Under a ruling made by the Colorado Court of Appeals on July 23, 2020, Colorado drivers do not have the right to challenge the results that come out of an officially certified Breathalyzer. Each time a breath testing machine is used to measure a person’s blood alcohol content, it issues an official certificate of functionality.
The Intoxilyzer 9000, among the more popular machines for law enforcement use, provides its serial number with the readout of the individual’s BAC. Importantly, it also provides a certifying document to verify the fact that the machine was fully functional at that time.
It’s no longer a new science
In years past, investigations have shown that BAC tests had been thrown out by courts by the tens of thousands in DUI cases. In the earlier days of breath tests being used in the field, machine problems could be caused by any number of reasons: poor calibration, stale chemicals or even rodents making a nest within the device in one notable instance.
Now, however, these tests are more reliable. As one judge put it in a Colorado case involving an intoxicated driver, breath tests are not a new or novel science. For that reason, there needs to be a real cause to dispute the results for it to have any bearing on your case. On the other hand, there are many who view this new ruling as a way of jamming breath tests into quick and easy evidence by way of some serious justification.

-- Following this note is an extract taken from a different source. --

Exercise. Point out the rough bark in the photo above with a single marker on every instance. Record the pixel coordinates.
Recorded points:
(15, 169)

The Colorado case that sparked this dramatic precedent involved an officer who pulled a person over for a dead tail light, and the officer reported that the person smelled and looked like they’d been drinking. The person consented to a breath test on an Intoxilyzer 9000, blew a reading of 0.063, and was charged with driving while ability impaired. The defendant disputed the accuracy of the machine but wasn’t successful.
Being pulled over and going through a breath test can be a stressful and scary experience. It’s important to know what your rights are before you blow so that you’re aware of what to prepare for in the legal aftermath.